Konuya ışık tutması açısından şöyle bir yazı buldum. Ölçü için gayet güzel sınırlar çzmiş kanımca...
İnsanın en temel ihtiyaçlarından biridir giyinmek. İhtiyaç olmanın yanında gereklilik de sözkonusudur. İnsan düşünen ve ayırt edebilen, akabinde de iradesiyle seçen bir varlıktır. Dolayısıyla sorumlu bir varlık olmasından dolayı yapması gereken işler vardır. Sorumlulukları ve zorunlulukları vardır. Giyinmeyi ihtiyaç haline getiren bir çok etken vardır. Ancak biz ihtiyaç olan giyimden daha öte zorunluluk olan giyinmeye değineceğiz.
İnsanın sorumluluğu sadece diğer yaratılmışlara karşı değildir. Tüm varlıklara karşı ayrı ayrı sorumlulukları var olmakla beraber asıl sorumluluğu yaratıcıya karşıdır. En önemli sorumluluğu belki de yaratılış amacına uygun yaşamaktır. İnsanın dış görünüşüne bakıldığı zaman diğer tüm canlılardan farklı, özel bir görünümü olduğu görülecektir. Doğal görünümünde çıplaklık mefhumu diğer canlılar için sözkonusu değilken, insan için giyinmemenin adıdır. O zaman giyinme gerekliliği insan için var demek oluyor.
Başta da belirttiğimiz gibi bizim giyinme konusundaki dikkat çekeceğimiz husus, ihtiyaç olan giyinme değil yaratıcının zorunlu kıldığı giyinmedir. Yaratıcı bu konuda insana bir ölçü vermiştir. Günümüzde sadece kadına verilmiş bir ölçü olarak algılanan tesettür kavramı aslında sadece hanımlara mahsus değildir.
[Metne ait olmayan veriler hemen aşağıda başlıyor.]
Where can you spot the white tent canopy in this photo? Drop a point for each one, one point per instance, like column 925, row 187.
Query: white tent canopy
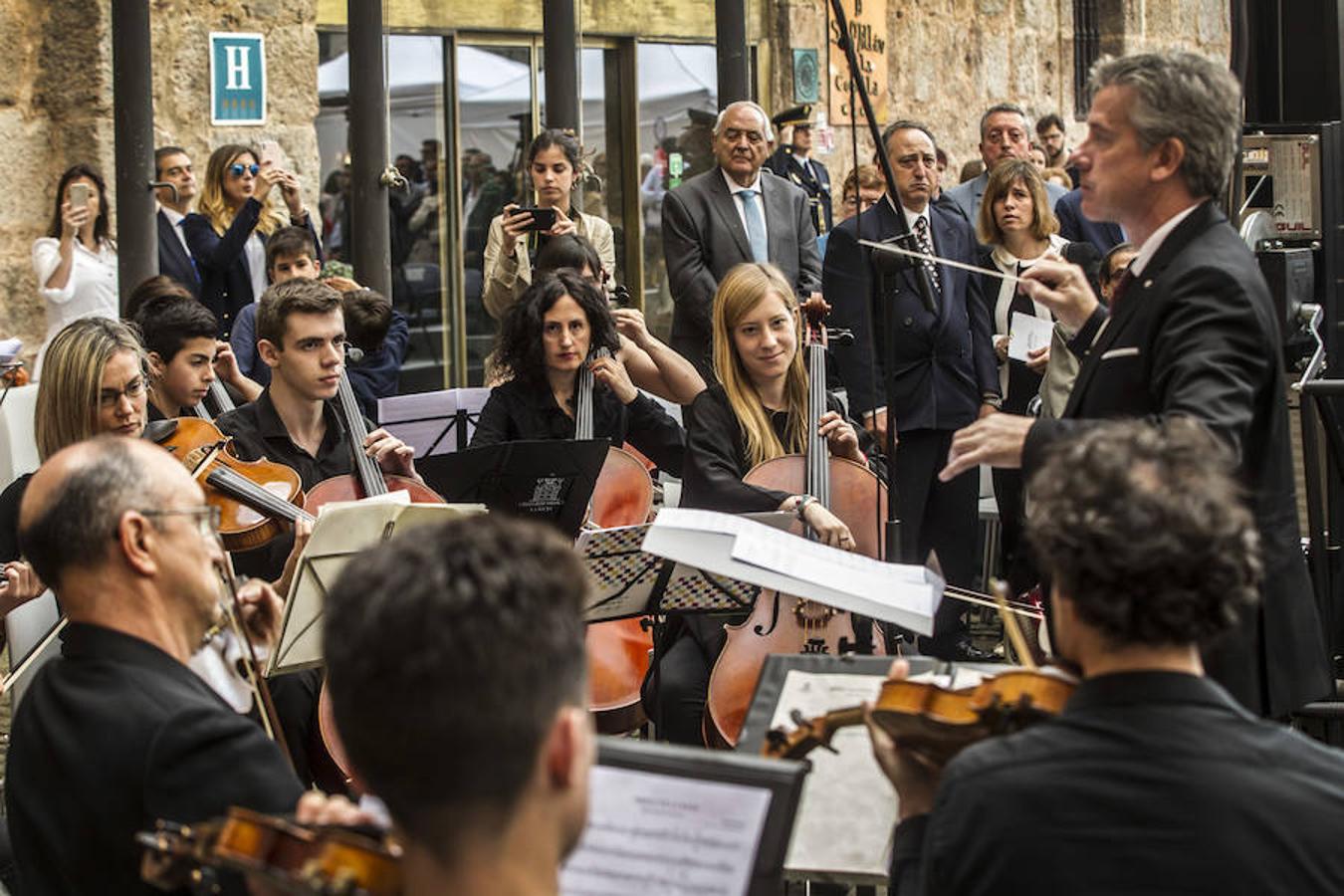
column 491, row 88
Tüm insanlar için giyinmenin ya da açıklığın bir ölçüsü vardır. İnsanın ne kadar örtünmesi gerektiğinden burada söz etmeyeceğim. Bu herkesçe malumdur. Asıl ölçü vijdanlar içindir ki o da şudur: İnsanın erkekliği ya da dişiliği değil, kişiliği ön planda olmalıdır. Erkekliği ya da dişiliğinden dolayı değil, şahsiyetinden dolayı itibar görmelidir. Asıl tesettür bu olsa gerek.